## In a symmetric group, the normalizer of a subgroup stabilizes is associated sets of fixed and moved points

Let $A$ be a set, let $H \leq S_A$ be a subgroup and let $F(X)$ and $M(X)$ be the sets of fixed and moved points as defined in this previous exercise. Prove that if $\tau \in N_{S_A}(H)$ then $\tau$ stabilizes $F(H)$ and $M(H)$.
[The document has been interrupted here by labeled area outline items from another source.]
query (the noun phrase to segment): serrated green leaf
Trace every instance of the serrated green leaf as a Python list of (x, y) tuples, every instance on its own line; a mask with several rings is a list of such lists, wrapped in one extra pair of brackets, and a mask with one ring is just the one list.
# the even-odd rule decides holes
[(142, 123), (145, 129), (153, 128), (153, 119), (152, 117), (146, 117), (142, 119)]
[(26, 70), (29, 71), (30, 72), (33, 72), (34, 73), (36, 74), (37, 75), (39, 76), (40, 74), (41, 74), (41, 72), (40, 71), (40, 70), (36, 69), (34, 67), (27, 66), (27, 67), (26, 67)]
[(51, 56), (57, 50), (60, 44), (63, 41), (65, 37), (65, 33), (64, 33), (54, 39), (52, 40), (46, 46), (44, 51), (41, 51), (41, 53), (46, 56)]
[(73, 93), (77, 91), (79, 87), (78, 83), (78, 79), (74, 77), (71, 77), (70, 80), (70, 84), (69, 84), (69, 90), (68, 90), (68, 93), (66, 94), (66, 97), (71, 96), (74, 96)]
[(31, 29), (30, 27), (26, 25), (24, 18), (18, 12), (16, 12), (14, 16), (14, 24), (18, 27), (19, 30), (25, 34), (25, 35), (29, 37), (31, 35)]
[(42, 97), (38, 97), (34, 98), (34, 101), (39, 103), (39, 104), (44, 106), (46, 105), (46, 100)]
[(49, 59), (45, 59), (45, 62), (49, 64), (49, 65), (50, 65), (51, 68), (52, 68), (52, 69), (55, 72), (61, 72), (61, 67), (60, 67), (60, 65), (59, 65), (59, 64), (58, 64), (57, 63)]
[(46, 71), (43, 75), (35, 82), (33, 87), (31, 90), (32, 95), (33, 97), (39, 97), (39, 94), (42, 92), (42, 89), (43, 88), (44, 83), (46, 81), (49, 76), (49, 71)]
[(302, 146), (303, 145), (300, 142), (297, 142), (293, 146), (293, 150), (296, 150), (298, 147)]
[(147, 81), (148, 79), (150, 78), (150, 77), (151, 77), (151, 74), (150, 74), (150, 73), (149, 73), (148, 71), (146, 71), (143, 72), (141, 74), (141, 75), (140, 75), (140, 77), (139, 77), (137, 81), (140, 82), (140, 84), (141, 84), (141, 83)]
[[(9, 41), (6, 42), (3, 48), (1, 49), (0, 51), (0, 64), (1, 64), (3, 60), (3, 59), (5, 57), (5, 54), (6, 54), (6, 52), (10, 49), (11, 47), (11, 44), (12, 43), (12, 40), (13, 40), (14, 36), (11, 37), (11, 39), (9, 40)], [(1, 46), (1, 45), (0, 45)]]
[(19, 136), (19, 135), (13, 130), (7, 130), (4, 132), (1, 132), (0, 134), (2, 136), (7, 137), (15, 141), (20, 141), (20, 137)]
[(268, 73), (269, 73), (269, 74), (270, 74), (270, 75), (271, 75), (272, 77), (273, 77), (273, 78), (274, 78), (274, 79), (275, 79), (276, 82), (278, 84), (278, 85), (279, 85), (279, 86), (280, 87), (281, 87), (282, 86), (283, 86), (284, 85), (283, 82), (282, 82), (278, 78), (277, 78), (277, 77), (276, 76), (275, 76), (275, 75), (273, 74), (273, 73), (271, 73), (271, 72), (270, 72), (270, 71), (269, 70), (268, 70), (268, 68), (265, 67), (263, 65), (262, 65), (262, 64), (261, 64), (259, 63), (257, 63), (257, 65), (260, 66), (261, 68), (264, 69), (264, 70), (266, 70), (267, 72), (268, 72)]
We begin with some lemmas.

Lemma 1: If $\varphi : A \rightarrow B$ is injective and $\{X_i\}_I$ is a collection of subsets of $A$, then $\varphi[\bigcap_I X_i] = \bigcap_i \varphi[X_i]$. Proof: $(\subseteq)$ If $y \in \varphi[\bigcap_I X_i]$, then $y = \varphi(x)$ for some $x \in \bigcap_I X_i$. Thus $y \in \varphi[X_i]$ for all $i \in I$, hence $y \in \bigcap_I \varphi[X_i]$. $(\supseteq)$ If $y \in \bigcap_I \varphi[X_i]$, then for every $i \in I$ there exists $x_i \in X_i$ such that $y = \varphi(x_i)$. Since $\varphi$ is injective, we in fact have $x_i = x_j = x$ for all $i,j \in I$. Hence $x \in \bigcap_I X_i$, so that $y \in \varphi[\bigcap_I X_i]$. $\square$

Lemma 2: If $\varphi : A \rightarrow B$ is injective and $X,Y \subseteq A$, then $\varphi[X \setminus Y] = \varphi[X] \setminus \varphi[Y]$. Proof: Let $b \in \varphi[X \setminus Y]$. Then $b = \varphi(a)$ for some $a \in X$ with $a \notin Y$. If $b \in \varphi[Y]$, then since $\varphi$ is injective, we have $a \in Y$, a contradiction. We thus have $b \in \varphi[X] \setminus \varphi[Y]$. $(\supseteq)$ Let $b \in \varphi[X] \setminus \varphi[Y]$. Now $b = \varphi(a)$ for some $a \in X$. If $a \in Y$, then $b = \varphi(a) \in \varphi[Y]$, a contradiction. Thus $a \notin Y$, so that $b \in \varphi[X \setminus Y]$. $\square$

If $\tau H \tau^{-1} = H$, then (using the lemmas to the previous exercise) we have

1. $\tau[F(H)] = \tau[\bigcap_{\sigma \in H} F(\sigma)]$ $= \bigcap_{\sigma \in H} \tau[F(\sigma)]$ $\bigcap_{\sigma \in H} F(\tau \sigma \tau^{-1})$ $= F(\tau H \tau^{-1}) = F(H)$ and
2. $\tau[M(H)] = \tau[A \setminus F(H)] = \tau[A] \setminus \tau[F(H)]$ $= A \setminus F(H) = M(H)$.

Thus $\tau$ fixes both $F(H)$ and $M(H)$.